さて今度は角捨ての入った詰将棋を作ってみましょう。

A011図は角捨ての基本図です。

33角、同飛、12金まで3手詰。

最終手が22金でもいいのが気になりますが、31歩の配置を31銀にすればいい訳です。
しかし33角の打ち場所を限定する43歩がちょっとイヤ味ですね。
そういう場合は反転させて壁を利用します。

A02  
13角、同飛、32金まで3手詰。

2図から延ばすなら、21玉にして持駒に金を加える事が出来ます。
または1図で、盤面に24角とか42角と置けば打ち場所限定の歩は要らないですね。 
見え見えにならないように歩の成り捨てを加えてみましょう。

A03
32歩成、同飛、11金、同玉、33角成、同飛、12金まで7手詰。

2手目32同歩は、31金以下5手。
同じく2手目32同玉は、33金以下7手駒余り。

しかし3図には初手12銀成とか22金以下の余詰があります。

A04 
これを直しつつ、玉の往復の味を加えたのが4図。

41金、同玉、52歩成、同飛、31金、同玉、53角成、同飛、32金まで9手詰。

「飛車捨て」の5図(縦横の向きを変えた図)のような味になっていますね。
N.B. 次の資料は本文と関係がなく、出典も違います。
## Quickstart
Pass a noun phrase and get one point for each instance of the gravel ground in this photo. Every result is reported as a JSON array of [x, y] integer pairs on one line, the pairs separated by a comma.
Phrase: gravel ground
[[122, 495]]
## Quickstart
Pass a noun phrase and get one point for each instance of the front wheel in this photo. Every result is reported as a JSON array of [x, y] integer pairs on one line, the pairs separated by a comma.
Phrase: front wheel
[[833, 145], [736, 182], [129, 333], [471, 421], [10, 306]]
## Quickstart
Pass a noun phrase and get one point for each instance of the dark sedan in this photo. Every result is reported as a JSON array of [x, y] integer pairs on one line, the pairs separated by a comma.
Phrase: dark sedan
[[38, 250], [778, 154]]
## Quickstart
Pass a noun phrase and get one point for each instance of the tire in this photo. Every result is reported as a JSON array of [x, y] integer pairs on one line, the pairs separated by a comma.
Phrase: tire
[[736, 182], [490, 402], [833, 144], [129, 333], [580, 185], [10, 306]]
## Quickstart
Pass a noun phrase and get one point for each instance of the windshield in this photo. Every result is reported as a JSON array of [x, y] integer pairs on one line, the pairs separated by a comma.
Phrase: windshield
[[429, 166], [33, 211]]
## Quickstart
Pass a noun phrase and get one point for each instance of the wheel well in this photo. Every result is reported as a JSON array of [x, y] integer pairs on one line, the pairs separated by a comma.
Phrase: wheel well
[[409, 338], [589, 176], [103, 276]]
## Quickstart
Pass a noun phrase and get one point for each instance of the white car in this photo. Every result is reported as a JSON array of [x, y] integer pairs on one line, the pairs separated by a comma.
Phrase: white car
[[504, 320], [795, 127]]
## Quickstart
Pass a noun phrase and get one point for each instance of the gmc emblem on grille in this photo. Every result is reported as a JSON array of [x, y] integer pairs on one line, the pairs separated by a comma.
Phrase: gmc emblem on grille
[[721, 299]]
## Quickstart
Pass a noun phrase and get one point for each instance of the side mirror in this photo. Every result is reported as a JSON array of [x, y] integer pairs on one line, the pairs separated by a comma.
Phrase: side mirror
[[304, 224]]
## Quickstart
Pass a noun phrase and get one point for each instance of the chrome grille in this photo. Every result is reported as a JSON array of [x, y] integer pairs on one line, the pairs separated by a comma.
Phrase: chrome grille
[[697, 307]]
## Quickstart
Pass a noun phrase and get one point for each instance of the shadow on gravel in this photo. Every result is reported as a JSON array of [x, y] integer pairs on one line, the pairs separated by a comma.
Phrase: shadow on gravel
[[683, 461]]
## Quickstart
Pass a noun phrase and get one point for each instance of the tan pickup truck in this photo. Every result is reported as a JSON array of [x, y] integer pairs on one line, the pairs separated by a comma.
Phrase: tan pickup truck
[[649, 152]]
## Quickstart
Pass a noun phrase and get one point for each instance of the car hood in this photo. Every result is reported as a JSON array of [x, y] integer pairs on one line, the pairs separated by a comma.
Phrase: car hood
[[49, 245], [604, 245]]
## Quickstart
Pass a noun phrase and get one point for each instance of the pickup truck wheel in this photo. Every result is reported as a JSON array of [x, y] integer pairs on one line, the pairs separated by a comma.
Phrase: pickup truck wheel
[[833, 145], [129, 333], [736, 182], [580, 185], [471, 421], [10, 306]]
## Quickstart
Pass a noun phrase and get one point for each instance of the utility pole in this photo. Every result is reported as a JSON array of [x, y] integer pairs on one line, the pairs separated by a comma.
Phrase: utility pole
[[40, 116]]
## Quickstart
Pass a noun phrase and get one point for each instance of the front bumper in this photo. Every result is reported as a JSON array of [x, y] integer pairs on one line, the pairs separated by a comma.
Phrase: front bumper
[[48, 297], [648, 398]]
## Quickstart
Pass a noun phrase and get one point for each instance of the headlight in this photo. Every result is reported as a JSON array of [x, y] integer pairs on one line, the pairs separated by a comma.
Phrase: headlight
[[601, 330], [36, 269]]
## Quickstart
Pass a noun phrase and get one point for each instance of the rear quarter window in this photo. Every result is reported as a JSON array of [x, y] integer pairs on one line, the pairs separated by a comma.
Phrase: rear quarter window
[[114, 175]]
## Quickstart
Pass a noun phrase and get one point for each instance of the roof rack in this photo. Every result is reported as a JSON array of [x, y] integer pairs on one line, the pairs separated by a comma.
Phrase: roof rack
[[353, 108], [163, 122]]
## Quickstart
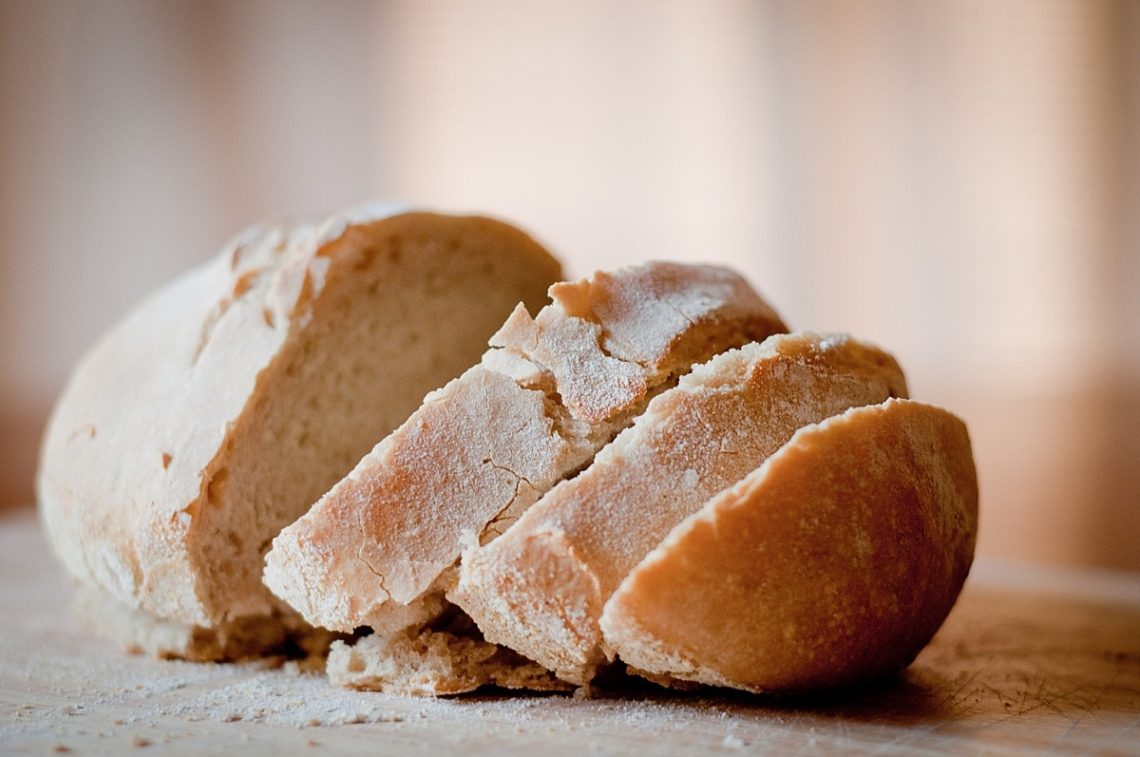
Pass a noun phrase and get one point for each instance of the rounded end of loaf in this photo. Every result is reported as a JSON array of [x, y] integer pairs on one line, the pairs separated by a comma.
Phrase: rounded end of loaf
[[833, 563]]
これで一応の完成図です。

さて角捨ての別例(5図)もやってみましょう。

B0131角成、同玉、32金まで3手詰。

例えば玉方の12歩があったとしても、これが31歩成では11玉と逃げられてしまいます。

31角成なら、11玉には22馬までです。

ここからもう少し延ばしてみましょう。


B03 
22金、同玉、33歩成、11玉、21角成、同玉、31角成、同玉、32とまで9手詰。
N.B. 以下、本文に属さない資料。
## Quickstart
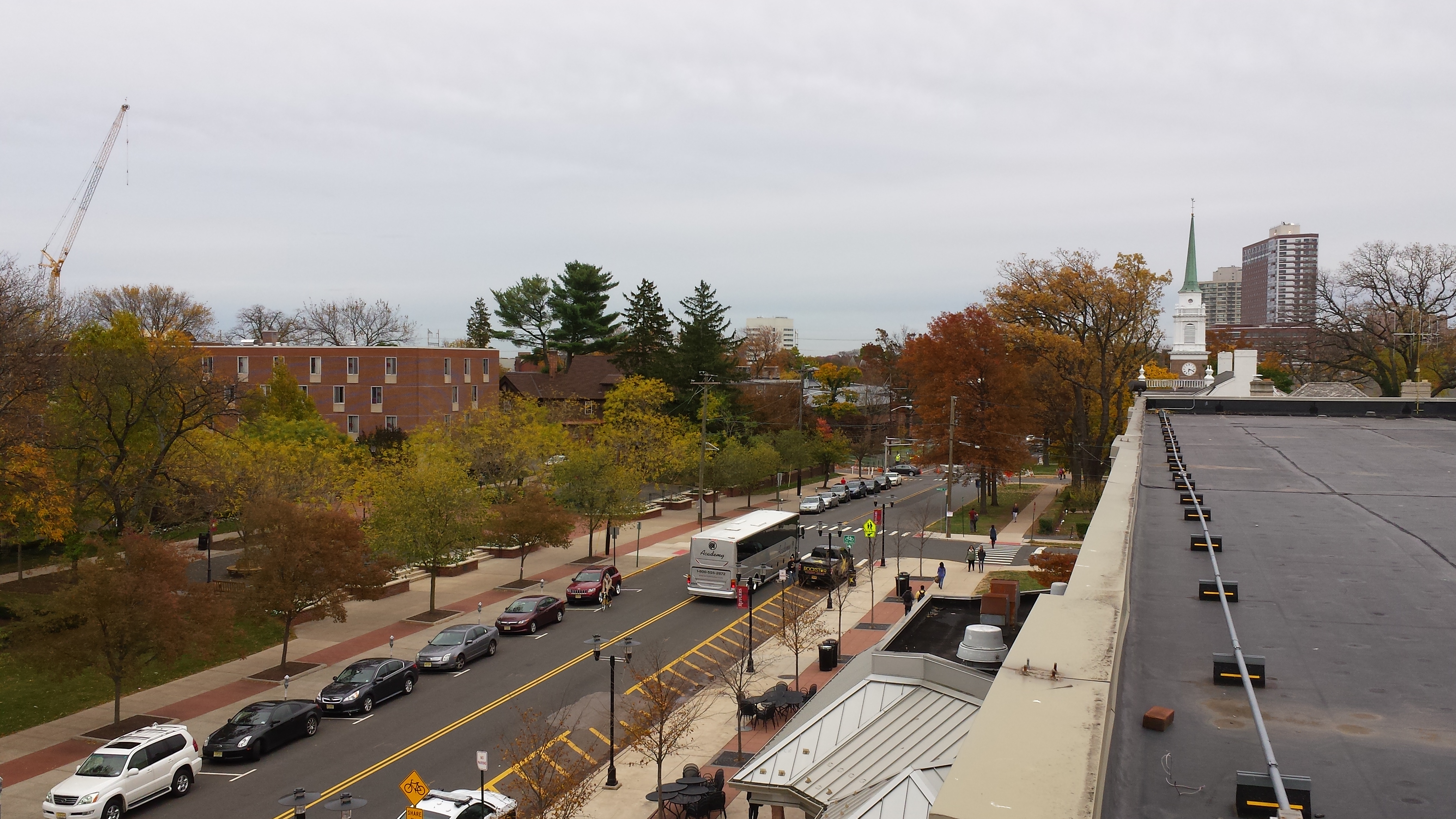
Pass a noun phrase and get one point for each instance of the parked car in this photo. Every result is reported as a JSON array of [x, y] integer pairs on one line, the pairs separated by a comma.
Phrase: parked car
[[586, 586], [126, 773], [465, 805], [368, 684], [456, 646], [530, 613], [261, 728]]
6図では単に21角成を加えた後で、22金、同玉、33歩成という手順(34歩の消去)も加えてあります。
玉が戻る味も複雑になって面白くなりましたね。
しかしここからまだ延ばせます。
 B04
53角、21玉、32角、11玉、22金、同玉、33歩成、11玉、21角成、同玉、31角成、同玉、32と  まで13手詰。
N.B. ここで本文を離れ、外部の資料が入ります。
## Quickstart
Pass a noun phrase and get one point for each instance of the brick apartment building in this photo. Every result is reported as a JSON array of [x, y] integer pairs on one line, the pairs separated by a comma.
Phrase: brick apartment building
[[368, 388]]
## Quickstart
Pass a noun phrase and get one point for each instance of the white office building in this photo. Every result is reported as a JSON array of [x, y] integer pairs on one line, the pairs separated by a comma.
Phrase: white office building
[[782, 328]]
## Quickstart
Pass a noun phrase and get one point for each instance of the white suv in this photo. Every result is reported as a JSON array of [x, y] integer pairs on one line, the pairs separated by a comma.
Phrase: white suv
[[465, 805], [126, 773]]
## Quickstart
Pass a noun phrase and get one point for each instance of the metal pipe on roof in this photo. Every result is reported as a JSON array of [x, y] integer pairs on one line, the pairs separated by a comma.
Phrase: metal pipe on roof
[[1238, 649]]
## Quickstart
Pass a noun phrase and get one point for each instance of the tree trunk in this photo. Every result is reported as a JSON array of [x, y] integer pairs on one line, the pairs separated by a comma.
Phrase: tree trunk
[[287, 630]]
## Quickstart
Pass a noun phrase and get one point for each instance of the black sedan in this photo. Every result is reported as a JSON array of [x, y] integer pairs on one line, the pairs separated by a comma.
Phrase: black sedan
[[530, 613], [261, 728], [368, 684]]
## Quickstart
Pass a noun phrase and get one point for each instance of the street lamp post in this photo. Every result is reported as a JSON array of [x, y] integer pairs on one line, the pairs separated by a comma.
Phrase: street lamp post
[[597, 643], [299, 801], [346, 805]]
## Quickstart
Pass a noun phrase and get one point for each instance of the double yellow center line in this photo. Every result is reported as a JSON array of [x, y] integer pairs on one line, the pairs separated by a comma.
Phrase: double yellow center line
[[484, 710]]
7図は配置も非常にスッキリしていて簡潔な図になりました。
(でもこの図にはきっと類似作があると思います) 


詰将棋に味を加えるには
・玉を一度動かしてまた戻す
・途中に邪魔駒消去を入れてみる

さらに途中に出てきたように
・余詰のチェック
・類似作のチェック
などの面倒な作業もあります。

詰将棋をキチンと作るのはなかなか大変ですね。
でもどんどんチャレンジして、コツを掴んでみて下さい。